Now if you get the picture, there is this huge, big operation called the Jewish temple. And Jesus is small little 12 year old. And then at the same time, there's this other tradition of the Jewish people that talked about a priesthood that would last forever. A priesthood that would not depend on the sacrificing of animals. Now I wanna give you 3 stories to round out this image.
The story of Jesus and the Samaritan woman. You remember the story? He was in Samaria. Shouldn't have been there because most Jews avoided Samaria, but he went directly. Jesus did not avoid troubles.
He did not avoid conflicts. He didn't beg for them, but he didn't avoid them. So he went in the midst of Samaria, and there was a woman who came to the well. And the dialogue back and forth, he said, give me some water. She said, you a Jew.
Why can you're asking me. You're a man. I'm a woman. You shouldn't be asking me. We shouldn't be meeting.
To make a long story short, the woman said, don't you Jews worship at the temple? And Jesus said this, there will come a day when we will not worship on this mount or this mount, but in spirit and in truth. Remember that? 2nd, do you remember the story of Jesus cleansing the temple? He had had it with the buying and selling of animals, with it money changing back and forth, all in the temple.
He felt that this temple was being desecrated by the acts of people, men and women. So he threw the animals out. He threw the money changers out. And then he they said, what authority do you have to do this? And he said, was the baptism of John from God or from others?
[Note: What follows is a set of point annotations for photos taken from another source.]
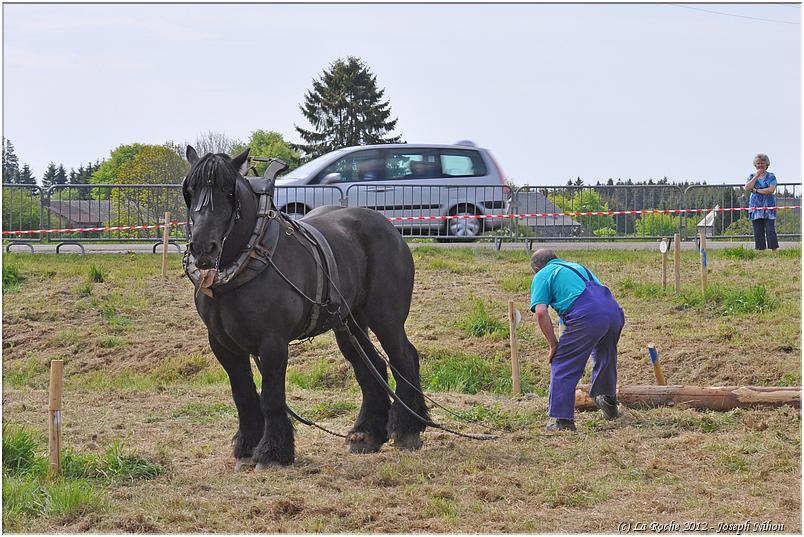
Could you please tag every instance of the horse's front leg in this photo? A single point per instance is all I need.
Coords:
(276, 446)
(246, 400)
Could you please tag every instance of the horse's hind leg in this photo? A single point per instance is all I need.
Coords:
(369, 432)
(246, 400)
(404, 427)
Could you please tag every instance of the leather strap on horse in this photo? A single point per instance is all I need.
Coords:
(326, 281)
(251, 261)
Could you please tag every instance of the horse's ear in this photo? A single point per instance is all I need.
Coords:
(192, 156)
(240, 162)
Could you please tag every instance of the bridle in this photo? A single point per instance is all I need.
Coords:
(206, 198)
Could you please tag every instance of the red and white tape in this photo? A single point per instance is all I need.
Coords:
(446, 217)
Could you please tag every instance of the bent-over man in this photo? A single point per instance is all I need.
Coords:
(593, 321)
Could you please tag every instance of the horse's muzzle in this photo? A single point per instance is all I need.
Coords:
(206, 254)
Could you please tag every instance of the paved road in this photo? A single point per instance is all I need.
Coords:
(147, 247)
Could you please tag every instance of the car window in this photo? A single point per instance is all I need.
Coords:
(459, 163)
(306, 169)
(411, 164)
(358, 166)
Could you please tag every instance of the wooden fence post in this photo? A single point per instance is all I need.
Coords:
(54, 411)
(702, 238)
(657, 368)
(165, 239)
(516, 387)
(677, 260)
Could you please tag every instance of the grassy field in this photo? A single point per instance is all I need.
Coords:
(148, 416)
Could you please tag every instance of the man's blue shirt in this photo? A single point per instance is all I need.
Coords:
(762, 200)
(558, 286)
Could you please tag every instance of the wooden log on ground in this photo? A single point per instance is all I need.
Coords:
(701, 397)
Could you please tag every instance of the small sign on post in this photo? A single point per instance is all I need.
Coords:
(514, 318)
(165, 242)
(54, 414)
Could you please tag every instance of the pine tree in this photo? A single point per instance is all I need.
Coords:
(49, 178)
(345, 108)
(25, 177)
(61, 175)
(10, 162)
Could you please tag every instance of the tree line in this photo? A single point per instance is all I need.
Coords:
(345, 107)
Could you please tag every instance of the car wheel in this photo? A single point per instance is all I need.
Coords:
(464, 229)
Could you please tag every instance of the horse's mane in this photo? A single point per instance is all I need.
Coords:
(215, 169)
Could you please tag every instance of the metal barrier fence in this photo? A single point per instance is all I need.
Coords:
(454, 212)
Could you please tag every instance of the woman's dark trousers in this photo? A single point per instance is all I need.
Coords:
(765, 227)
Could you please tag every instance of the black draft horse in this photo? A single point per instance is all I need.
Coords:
(262, 316)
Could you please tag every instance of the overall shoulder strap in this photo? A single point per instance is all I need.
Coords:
(573, 269)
And they said, we don't know. He said, nor do I know how to tell you my authority. That's the second. And the third is this, when he was when he was confronted for doing that in the temple, he said, destroy this temple and in 3 days, I will raise it up. So Jesus understanding the temple as the temple of his own body.
Now, you might be able to see the tremendous risk, the tremendous danger, the tremendous, dangerous situation that Jesus went every year to the temple. He must have been thinking in the back of his mind, one day, I will be that sacrificial animal. One day, it will be my blood that's sprinkled on the altar. One day, there will no longer be the priesthood of Aaron. It'll be the priesthood of Melchizedek, me.
One day my body will be that temple in which people will worship. And so with Jesus himself became the sacrifice. He became the temple. He became the God with us. That's why I say there's something hidden in this story for anybody facing any difficulties, facing something really big in their life, facing something really risky, really dangerous.
What did Jesus do? He turned to his father. Father, not my will, but yours. Father, I place myself in your hands. And when Mary and Joseph asked, son, why did you do this to me?
He said, didn't you know I must be about my father's house? There's another translation, which is even better. The Arabic picks it up perfectly. Jesus didn't say, I must be in my father's house. He said, I must be about whatever concerns my father.
I must be about whatever concerns my father. And so the father brought him to this dangerous point, brought him to this difficult point, but he didn't just drop him. Even through his passion and his death, he raised him up from the dead. And this is the good news, brothers and sisters. This is the wonderful news of Christmas.
This is the wonderful news for all of us who go through difficulties in life, death, illness, difficulties that we we turn ourselves to the father and say, father, let your will be done in me. I must be about my father's will, and I'm not afraid. Because even through death and darkness, God, as he was with his beloved son, is with me. Let us place ourselves in our father's care that you and I can face almost anything, not almost. We can face everything with a big God even when we're small.
May God the Father, Son, and Holy Spirit be with us now and forever.